Love seemed bewildered at the sparse crowd before her at Memorial Hall, mentioning (again, several times) that all of her other shows in the tour have been sold out. She reached the conclusion that Kansas audiences must find her too scary.

"What kind of music do you guys like? Hootie?" she asked.

Professional disappointments aside, Love unabashedly set out to put on a real, old-fashioned rock 'n' roll show. Painted backdrops, whiz-bang lighting effects and even confetti cannons punctuated the band's set.

Love has created a stage perona as a strange hybrid of Stevie Nicks and Marilyn Manson: part mystical waif, part acid-tongued (and extremely self-conscious) bad girl. While watching the new, glitzy Hole perform, the mangy Seattle scene of Nirvana and Pearl Jam seemed like nothing but a distant memory.

Hole's sound in recordings has progressed dramatically from the raw, punkish rock of its debut album. The current album, "Celebrity Skin," adopts a radio-friendly, California-pop sheen, but those same songs took on a rough immediacy in concert, hearkening back to the band's roots. Even the bland single "Malibu" became an intense rocker live.

Hole's sound was bright, right and polished, quite unlike the garbled mess of most grunge shows past. Standout numbers included "Violet," "Celebrity Skin," and "Reasons to be Beautiful," perhaps the band's most mature and thrilling song to date.

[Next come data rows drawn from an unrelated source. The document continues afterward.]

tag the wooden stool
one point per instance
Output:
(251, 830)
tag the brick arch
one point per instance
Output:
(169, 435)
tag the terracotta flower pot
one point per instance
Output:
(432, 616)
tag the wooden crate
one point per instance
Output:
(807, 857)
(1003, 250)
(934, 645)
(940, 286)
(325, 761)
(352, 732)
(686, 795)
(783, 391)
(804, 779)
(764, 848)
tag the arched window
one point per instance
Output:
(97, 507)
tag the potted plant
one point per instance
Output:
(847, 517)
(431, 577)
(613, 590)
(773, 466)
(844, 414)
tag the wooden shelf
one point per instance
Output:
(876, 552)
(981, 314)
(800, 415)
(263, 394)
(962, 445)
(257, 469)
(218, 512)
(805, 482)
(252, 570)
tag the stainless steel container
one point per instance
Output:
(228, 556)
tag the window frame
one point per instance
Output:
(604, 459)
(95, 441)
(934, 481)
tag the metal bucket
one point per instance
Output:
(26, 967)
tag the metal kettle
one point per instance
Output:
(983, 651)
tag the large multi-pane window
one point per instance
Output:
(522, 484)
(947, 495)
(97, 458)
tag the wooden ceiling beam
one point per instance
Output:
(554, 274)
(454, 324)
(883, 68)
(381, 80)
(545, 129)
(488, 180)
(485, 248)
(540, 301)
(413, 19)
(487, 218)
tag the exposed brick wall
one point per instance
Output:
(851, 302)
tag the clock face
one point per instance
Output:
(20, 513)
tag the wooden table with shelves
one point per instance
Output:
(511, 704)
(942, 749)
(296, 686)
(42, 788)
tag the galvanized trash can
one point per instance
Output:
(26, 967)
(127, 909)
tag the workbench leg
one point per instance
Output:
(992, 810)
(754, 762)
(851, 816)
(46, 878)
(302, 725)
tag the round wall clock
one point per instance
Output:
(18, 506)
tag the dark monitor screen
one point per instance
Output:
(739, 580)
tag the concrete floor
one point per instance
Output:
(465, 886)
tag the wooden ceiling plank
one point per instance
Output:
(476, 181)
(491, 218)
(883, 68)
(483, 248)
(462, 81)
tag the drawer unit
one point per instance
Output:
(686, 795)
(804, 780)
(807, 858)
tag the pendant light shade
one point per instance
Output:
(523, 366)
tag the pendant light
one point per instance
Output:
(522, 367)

Drummer Samantha Maloney (replacing longtime Hole member Patty Schemel) was the most energetic and entertaining prescence on stage, easily outshining catatonic guitarist Eric Erlandson, and many times even upstaging Love for visual interest.

Opening act Imperial Teen gave a passable performance of its soft-pop songs, but its slacker attitude and look seem a bit out of touch in 1999.